A Polish born Jew who hid from Nazi storm troopers in a hole dug beneath the wardrobe of her family home during the Second World War has blamed Brexit for “dividing people” and a rise of “anti-immigrant” sentiments in parts of Britain since 2016.
Janine Webber, 87, who lost her mother, father, brother and other family members in the Holocaust, said she had always regarded Britain as “one of the most tolerant countries in the world”.
However, it upset her that some right-wing elements in politics had stoked nationalistic divisions in recent years.
“Brexit hasn’t helped – it’s divided people,” she told The Courier.
“But through history there has been the persecution of the Jews. It started with the death of Jesus and the church was very anti-semitic. I think whenever there are political difficulties, economic difficulties, they try to blame someone – the Jews are an easy scapegoat.”
To mark Holocaust Memorial Day on January 27, Janine, who now lives in North London, will be campaigning for a more tolerant society when she speaks to children in Edinburgh and Glasgow about her wartime experiences.
She is saddened when she hears of Holocaust deniers. Her message to them is simply: “I was there – and I’m not the only one!”
Born in 1932 in Poland’s then third city of Lwow (now in Ukraine), Janine, whose family owned a grocery, was seven-years-old when the Russians invaded her city from the east and nine when the Germans pushed them out after invading from the west.
Her over-riding memory of that period is one of fear.
“When I first saw the Gestapo – the armed German police – they were trying to round up the Jewish men and were killing them,” she recalled.
“When the Germans came my father came running in and said ‘the Germans are after me’. He jumped from our second floor balcony and hid under the first floor balcony.
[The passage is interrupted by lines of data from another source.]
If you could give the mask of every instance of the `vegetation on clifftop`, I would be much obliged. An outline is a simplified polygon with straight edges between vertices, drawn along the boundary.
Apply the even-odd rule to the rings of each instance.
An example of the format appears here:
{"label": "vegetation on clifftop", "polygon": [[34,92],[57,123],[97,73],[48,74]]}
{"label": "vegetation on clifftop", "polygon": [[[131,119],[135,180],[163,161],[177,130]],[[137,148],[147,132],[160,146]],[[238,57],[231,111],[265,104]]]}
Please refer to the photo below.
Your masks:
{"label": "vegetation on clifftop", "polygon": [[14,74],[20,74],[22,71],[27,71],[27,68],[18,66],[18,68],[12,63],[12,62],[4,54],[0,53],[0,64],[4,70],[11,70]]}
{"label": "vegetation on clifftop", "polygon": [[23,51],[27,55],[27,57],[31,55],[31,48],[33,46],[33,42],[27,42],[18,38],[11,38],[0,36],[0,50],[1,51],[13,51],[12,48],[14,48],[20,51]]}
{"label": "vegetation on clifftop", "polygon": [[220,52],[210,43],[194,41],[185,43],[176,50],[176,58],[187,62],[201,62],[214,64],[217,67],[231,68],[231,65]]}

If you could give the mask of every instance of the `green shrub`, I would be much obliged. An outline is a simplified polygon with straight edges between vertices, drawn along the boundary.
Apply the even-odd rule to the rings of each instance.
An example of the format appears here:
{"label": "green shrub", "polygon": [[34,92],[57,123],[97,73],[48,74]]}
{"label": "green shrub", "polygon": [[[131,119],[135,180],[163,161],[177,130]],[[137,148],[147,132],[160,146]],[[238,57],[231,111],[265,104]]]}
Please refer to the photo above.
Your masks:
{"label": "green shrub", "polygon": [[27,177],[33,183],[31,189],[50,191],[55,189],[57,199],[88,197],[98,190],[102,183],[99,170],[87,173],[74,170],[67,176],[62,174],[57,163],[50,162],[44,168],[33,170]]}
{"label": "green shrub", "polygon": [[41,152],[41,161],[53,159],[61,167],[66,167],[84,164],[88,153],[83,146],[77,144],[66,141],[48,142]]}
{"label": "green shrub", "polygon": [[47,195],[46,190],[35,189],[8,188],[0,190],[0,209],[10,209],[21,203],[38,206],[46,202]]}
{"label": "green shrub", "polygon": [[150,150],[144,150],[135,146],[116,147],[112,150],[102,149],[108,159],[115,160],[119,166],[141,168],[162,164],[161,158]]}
My mother pushed the bed against the door and told me it was because we were Jewish. I was frightened immediately.”
Janine said her parents dug a hole beneath the wardrobe for the family to hide in during Nazi raids.
To this day she is haunted by the sight of polished black SS jackboots in the home. Her grandmother was thrown down the stairs.
They later learned that her father had been shot and her uncle and cousin were taken to a concentration camp. Her mother died in a dank cellar after they were forced to move to a Jewish ghetto while the SS later buried her brother alive.
Yet despite the trauma Janine survived. The Polish resistance movement helped her get false papers and she was admitted to a convent in Nazi-occupied Krakow where she had to “mouth the Catholic prayers” amid fears her true identity would be discovered.
After the war, the surviving members of her family moved to France before moving to England at the end of 1956 where she met her future husband and built her life. She has two sons and two grandsons.
It was 50 years, however, before she spoke out about her experiences.
After becoming very upset recording her story for film maker Steven Spielberg’s Shoah Foundation, she was referred to a psychotherapist who recommended she should devote her remaining years to speaking in schools.